Nigeria warns fuel strike invites anarchy

Nigeria’s government is warning that a paralysing national strike risks “anarchy” in the oil-rich nation, as demonstrations over spiralling fuel prices and government corruption entered their third day on Wednesday.

Attorney General Mohammed Bello Adoke’s comments come as at least nine people have been killed in violence during the strikes over the government removing subsidies that had kept petrol prices low in Africa’s most populous nation.

In Lagos, Nigeria’s commercial capital of 15-million, several hundred protesters took over a major highway leading to the islands where the wealthy live. One protester carried a signed that read: “We are ready for the civil war.”

“We can sleep on the road until daybreak; we are not tired,” said Godwin Bassey (16). “We voted for them.
They need to obey our voice.”

In a statement, Adoke described the strike by major labour unions as illegal, and warned public workers that the government would implement a “no work, no pay” policy for those who join the strike.

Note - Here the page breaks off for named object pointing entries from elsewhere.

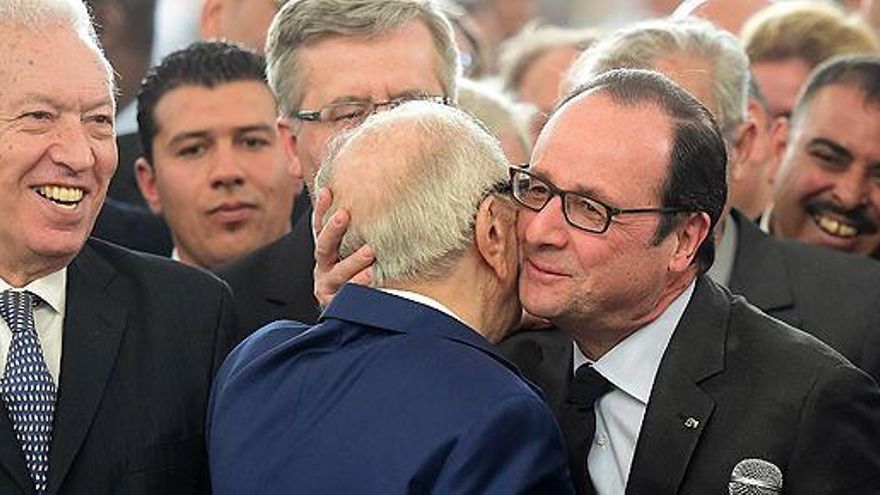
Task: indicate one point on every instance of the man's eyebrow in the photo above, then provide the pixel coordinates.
(39, 98)
(580, 189)
(189, 135)
(409, 93)
(836, 148)
(254, 128)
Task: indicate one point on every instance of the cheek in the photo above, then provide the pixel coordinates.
(803, 179)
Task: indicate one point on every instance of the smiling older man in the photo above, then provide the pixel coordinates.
(107, 355)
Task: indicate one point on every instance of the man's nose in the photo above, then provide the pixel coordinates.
(73, 147)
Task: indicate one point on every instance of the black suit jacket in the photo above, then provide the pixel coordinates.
(133, 227)
(752, 387)
(832, 295)
(142, 339)
(276, 282)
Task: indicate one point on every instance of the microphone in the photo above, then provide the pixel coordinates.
(755, 477)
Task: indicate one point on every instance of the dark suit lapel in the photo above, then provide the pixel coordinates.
(760, 272)
(678, 409)
(93, 326)
(545, 359)
(290, 281)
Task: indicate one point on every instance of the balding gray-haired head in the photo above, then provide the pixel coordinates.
(303, 22)
(413, 179)
(645, 45)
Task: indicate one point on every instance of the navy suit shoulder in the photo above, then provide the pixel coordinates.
(832, 295)
(418, 404)
(275, 282)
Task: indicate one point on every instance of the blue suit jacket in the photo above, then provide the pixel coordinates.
(383, 396)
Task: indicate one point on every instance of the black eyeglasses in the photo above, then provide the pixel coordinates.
(356, 111)
(579, 210)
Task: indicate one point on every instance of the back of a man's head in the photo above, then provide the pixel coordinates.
(859, 72)
(533, 62)
(413, 178)
(301, 23)
(787, 40)
(646, 45)
(506, 119)
(807, 30)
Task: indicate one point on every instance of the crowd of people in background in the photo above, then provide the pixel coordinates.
(440, 246)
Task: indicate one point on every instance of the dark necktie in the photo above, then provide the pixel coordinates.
(27, 387)
(579, 422)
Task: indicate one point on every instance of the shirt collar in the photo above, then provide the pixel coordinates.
(632, 365)
(422, 299)
(50, 289)
(764, 221)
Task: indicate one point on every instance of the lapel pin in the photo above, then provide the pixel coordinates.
(692, 423)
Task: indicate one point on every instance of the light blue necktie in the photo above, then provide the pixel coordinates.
(27, 386)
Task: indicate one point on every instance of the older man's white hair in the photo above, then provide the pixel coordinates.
(418, 217)
(42, 15)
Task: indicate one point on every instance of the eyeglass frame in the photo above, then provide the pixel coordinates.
(610, 211)
(315, 115)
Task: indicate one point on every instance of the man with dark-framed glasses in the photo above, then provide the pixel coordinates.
(672, 382)
(579, 210)
(331, 63)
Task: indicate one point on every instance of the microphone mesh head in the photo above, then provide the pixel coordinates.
(755, 477)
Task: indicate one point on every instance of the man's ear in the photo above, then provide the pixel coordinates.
(288, 140)
(689, 236)
(495, 236)
(146, 178)
(778, 144)
(743, 149)
(210, 23)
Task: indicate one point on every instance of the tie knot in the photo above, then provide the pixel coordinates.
(16, 308)
(588, 385)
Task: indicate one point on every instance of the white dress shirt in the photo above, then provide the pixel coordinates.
(424, 300)
(631, 367)
(48, 317)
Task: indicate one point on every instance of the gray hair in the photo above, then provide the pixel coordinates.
(518, 53)
(419, 217)
(36, 14)
(301, 22)
(645, 43)
(497, 111)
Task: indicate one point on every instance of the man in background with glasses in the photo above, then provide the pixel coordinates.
(330, 64)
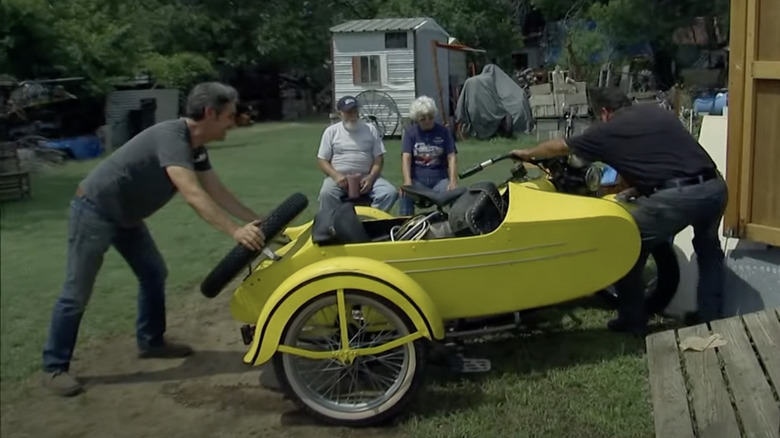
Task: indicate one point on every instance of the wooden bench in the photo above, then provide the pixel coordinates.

But public workers sometimes go weeks without pay in Nigeria, where corruption and mismanagement has plagued government for decades.

“Continuing disregard of that order is [dangerous] to the public interest as it constitutes an open invitation to anarchy,” Adoke said in a statement issued late on Tuesday.

Standstill
The nationwide strike, which began on Monday, came after President Goodluck Jonathan removed fuel subsidies on January 1 that had kept gasoline prices low. Overnight, prices at the pump more than doubled, from $1.70 per gallon (45 cents per litre) to at least $3.50 per gallon (94 cents per litre). The costs of food and transportation also doubled in a nation where most live on less than $2 a day.

Jonathan insists the move was necessary to save the country an estimated $8-billion a year, which he promises will go toward badly needed road and public projects. But protesters—who joined the strike under the slogan of Occupy Nigeria—say the time has come to end government corruption in a nation where military rulers and politicians have stolen billions.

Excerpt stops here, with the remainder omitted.